Sun strikes an agreement with investment banking giant Nomura to replace over 1,000 PCs with Sun JavaStations.

Brooke Crothers Former CNET contributor
Brooke Crothers writes about mobile computer systems, including laptops, tablets, smartphones: how they define the computing experience and the hardware that makes them tick. He has served as an editor at large at CNET News and a contributing reporter to The New York Times' Bits and Technology sections. His interest in things small began when living in Tokyo in a very small apartment for a very long time.
Brooke Crothers
Sun Microsystems (SUNW) said today that Nomura International will replace about 1,000 PCs with Sun's network computers.
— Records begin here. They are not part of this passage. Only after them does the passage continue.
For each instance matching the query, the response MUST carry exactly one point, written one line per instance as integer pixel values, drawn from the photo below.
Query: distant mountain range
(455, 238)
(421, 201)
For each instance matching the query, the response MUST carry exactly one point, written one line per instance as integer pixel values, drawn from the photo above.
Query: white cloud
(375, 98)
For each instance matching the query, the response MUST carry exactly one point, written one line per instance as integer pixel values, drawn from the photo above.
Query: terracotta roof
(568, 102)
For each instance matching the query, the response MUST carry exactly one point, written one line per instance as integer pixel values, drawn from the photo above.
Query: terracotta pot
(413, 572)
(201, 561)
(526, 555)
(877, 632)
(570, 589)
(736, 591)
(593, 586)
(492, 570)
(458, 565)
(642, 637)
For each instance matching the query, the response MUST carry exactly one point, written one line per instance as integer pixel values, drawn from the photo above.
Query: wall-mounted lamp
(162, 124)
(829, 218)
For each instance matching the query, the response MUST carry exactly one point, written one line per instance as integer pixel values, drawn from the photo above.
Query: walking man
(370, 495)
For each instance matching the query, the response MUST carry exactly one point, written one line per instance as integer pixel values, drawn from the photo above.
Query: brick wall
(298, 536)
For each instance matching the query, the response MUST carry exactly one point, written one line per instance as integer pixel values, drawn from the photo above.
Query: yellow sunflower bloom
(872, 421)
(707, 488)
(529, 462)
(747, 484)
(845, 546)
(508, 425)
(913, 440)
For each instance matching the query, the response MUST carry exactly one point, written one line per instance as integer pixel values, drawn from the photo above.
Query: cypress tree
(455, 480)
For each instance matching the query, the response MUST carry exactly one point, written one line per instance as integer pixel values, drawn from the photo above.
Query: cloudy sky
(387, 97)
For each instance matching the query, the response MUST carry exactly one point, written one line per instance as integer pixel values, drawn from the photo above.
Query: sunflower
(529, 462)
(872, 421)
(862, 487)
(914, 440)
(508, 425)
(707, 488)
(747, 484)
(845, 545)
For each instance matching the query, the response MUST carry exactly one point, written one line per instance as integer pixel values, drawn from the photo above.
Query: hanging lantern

Japan-based Nomura, one of the largest international investment banks in the world, will replace personal computers with 1,100 Sun JavaStations, according to Sun and Nomura.

The JavaStation network computer is a desktop computer with no hard drive, no slots for add-in cards, no floppy drive, and no CD-ROM drive. The basic configuration is a microSPARC II chip, up to 64MB of memory, networking capability, and a 14- or 17-inch color monitor.
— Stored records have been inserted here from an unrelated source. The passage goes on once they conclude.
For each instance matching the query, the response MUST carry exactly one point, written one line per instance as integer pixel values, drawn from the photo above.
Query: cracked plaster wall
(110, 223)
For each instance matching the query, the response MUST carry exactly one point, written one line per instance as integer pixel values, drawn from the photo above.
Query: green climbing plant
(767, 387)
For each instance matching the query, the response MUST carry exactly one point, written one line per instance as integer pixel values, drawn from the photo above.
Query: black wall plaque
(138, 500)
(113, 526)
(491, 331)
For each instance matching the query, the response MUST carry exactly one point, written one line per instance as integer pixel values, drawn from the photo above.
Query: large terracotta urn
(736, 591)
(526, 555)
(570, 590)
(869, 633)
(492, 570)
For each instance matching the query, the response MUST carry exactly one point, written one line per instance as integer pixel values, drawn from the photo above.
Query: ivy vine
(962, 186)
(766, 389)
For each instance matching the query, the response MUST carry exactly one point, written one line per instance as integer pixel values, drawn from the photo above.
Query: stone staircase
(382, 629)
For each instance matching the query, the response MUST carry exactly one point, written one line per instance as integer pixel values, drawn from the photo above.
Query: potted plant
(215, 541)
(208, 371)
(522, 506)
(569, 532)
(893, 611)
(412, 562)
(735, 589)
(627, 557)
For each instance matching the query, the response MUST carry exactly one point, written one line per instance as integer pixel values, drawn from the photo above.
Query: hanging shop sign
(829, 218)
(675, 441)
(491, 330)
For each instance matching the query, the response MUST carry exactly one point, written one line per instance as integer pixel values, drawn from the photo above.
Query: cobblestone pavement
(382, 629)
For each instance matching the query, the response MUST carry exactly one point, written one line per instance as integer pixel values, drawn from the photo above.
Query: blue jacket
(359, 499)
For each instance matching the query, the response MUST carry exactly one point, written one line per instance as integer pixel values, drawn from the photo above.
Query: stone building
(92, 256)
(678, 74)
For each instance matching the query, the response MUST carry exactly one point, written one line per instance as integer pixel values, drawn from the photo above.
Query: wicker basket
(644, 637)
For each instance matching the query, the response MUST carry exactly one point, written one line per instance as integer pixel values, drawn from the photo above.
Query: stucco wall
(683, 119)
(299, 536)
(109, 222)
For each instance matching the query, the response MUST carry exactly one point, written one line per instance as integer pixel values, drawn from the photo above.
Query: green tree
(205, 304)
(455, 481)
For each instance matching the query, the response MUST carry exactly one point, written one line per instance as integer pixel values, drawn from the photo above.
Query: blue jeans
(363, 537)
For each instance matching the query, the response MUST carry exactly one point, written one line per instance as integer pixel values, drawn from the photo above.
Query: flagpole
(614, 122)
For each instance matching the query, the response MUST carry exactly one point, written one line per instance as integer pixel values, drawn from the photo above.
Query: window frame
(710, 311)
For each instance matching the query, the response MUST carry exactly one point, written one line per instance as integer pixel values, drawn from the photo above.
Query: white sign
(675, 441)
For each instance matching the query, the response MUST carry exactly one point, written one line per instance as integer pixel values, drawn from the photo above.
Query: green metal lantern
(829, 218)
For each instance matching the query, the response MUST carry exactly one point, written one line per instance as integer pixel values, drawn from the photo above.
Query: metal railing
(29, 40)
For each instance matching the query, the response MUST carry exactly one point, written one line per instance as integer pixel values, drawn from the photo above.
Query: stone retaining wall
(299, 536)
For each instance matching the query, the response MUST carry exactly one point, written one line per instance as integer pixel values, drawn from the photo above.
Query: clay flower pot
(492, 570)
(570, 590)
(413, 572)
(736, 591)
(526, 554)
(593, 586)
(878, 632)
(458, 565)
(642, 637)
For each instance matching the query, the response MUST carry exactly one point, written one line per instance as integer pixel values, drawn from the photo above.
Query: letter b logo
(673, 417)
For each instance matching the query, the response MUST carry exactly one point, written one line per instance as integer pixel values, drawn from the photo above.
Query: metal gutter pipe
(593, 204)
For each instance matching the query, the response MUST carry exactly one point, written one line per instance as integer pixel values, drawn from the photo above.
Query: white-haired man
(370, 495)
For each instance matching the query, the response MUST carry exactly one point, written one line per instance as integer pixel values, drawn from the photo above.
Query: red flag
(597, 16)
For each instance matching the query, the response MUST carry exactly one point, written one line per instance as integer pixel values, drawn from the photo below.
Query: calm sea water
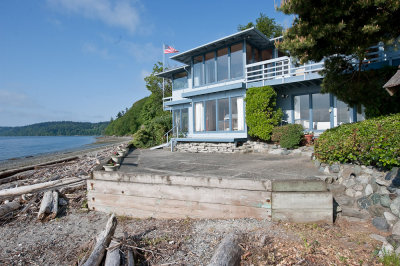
(14, 147)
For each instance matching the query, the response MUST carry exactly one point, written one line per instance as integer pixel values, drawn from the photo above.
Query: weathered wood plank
(167, 208)
(298, 185)
(303, 215)
(195, 181)
(302, 207)
(302, 200)
(198, 194)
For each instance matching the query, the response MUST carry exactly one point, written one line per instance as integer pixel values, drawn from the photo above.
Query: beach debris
(113, 257)
(49, 205)
(9, 207)
(102, 241)
(13, 192)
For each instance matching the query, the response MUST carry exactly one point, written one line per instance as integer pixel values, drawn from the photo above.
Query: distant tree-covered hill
(61, 128)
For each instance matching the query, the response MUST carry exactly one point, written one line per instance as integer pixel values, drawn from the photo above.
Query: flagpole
(163, 71)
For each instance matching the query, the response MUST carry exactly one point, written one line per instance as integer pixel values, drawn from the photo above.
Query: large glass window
(249, 54)
(266, 54)
(223, 114)
(343, 112)
(210, 67)
(198, 71)
(237, 60)
(177, 121)
(321, 114)
(185, 120)
(222, 64)
(199, 117)
(302, 110)
(237, 114)
(360, 112)
(211, 115)
(180, 81)
(257, 55)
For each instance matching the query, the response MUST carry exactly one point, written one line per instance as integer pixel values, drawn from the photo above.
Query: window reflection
(198, 71)
(210, 67)
(237, 60)
(222, 64)
(223, 114)
(211, 115)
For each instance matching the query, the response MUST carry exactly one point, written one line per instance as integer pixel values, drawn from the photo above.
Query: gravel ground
(69, 238)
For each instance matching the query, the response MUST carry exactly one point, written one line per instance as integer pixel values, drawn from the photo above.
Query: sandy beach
(100, 144)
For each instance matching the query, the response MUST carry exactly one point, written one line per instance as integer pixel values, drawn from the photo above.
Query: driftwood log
(131, 259)
(102, 241)
(13, 192)
(49, 205)
(113, 258)
(54, 205)
(16, 177)
(23, 169)
(9, 207)
(228, 252)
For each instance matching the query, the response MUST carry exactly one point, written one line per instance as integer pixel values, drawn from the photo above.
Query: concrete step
(160, 146)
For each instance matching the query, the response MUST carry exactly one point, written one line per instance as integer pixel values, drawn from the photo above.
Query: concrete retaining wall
(160, 196)
(246, 147)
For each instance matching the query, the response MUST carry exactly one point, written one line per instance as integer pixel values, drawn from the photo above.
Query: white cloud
(119, 13)
(93, 49)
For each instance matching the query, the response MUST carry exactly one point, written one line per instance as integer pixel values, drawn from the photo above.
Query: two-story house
(208, 90)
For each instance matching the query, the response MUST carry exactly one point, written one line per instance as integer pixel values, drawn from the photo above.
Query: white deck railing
(166, 100)
(282, 67)
(279, 68)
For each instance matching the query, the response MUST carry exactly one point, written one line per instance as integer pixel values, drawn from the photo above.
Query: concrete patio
(162, 184)
(253, 166)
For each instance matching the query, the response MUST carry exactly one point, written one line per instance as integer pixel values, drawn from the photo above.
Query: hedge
(277, 132)
(373, 142)
(261, 113)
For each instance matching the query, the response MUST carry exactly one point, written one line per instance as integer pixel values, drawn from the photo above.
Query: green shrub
(291, 136)
(261, 116)
(277, 132)
(152, 133)
(371, 142)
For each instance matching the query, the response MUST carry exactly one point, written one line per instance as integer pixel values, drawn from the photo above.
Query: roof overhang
(168, 73)
(252, 35)
(393, 85)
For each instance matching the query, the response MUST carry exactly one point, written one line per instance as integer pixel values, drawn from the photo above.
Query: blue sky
(85, 60)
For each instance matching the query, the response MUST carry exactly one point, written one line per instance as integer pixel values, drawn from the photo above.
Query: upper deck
(247, 59)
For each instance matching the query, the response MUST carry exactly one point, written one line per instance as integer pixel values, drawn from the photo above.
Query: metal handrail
(167, 134)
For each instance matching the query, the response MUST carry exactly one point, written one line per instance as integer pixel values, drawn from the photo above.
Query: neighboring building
(208, 91)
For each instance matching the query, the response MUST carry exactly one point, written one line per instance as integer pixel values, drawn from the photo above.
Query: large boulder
(390, 218)
(380, 223)
(395, 207)
(394, 173)
(396, 228)
(385, 201)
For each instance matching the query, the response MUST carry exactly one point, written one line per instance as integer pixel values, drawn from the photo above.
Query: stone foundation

The announcement comes after a restructuring of Nomura's computer that calls for the introduction of Java-based graphical interfaces to desktop computers.
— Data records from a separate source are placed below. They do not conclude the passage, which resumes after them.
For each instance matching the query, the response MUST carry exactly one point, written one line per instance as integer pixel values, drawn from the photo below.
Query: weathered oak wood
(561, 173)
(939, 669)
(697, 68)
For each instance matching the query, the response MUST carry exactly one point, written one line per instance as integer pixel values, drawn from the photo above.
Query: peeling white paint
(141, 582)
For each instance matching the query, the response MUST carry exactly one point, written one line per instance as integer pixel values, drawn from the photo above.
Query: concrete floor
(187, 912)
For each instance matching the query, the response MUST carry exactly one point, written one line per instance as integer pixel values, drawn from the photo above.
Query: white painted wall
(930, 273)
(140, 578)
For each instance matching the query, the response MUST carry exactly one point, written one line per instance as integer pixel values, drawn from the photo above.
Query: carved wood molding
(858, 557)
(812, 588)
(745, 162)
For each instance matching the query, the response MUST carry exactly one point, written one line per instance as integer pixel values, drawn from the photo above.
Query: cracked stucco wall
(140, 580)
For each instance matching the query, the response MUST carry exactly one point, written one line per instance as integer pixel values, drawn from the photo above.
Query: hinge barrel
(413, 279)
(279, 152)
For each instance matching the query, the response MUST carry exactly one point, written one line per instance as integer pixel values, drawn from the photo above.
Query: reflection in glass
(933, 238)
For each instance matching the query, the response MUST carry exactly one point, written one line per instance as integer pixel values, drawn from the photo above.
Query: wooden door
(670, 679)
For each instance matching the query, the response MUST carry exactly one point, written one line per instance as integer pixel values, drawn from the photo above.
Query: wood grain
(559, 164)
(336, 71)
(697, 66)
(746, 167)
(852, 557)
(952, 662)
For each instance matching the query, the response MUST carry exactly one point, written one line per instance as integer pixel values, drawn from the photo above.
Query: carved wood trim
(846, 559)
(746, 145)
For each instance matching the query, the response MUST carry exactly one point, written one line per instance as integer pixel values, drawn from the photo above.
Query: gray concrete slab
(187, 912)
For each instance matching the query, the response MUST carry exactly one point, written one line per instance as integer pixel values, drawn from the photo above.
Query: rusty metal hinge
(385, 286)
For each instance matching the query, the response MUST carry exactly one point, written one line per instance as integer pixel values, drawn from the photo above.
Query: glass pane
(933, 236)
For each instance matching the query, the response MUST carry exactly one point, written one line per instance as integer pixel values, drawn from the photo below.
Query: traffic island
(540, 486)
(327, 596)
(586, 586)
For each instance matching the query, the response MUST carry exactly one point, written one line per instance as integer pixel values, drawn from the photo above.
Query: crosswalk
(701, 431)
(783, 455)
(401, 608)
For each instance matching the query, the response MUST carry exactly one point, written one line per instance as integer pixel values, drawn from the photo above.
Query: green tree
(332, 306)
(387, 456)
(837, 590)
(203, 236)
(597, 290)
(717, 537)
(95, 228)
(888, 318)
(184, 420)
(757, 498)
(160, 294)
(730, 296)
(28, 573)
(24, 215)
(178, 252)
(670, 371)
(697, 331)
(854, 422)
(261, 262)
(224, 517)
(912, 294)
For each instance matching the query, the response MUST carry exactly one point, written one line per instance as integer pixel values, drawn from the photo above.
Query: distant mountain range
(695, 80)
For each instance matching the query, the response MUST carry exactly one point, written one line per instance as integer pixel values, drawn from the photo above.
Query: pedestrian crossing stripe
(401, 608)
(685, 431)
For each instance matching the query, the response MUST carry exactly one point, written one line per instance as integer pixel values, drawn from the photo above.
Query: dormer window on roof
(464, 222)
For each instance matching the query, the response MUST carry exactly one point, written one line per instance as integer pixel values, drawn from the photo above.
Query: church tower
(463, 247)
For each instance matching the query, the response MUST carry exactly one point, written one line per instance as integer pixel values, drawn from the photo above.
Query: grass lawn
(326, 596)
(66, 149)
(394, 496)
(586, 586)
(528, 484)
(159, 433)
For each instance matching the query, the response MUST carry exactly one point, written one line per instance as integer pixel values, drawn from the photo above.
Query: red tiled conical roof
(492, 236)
Nomura plans to deploy the JavaStation network computers over the next two years. Solaris-based servers are also being deployed, the investment bank said. Sun servers will support computer-intensive applications, database engines, file distribution, and development work.

"JavaStations are cheaper to operate than PCs," said Geoff Doubleday, Managing Director of Nomura International's Information Systems Division in a written statement. "Also, by writing our applications in Java, we get huge portability benefits because the apps will run on any platform we choose," he added.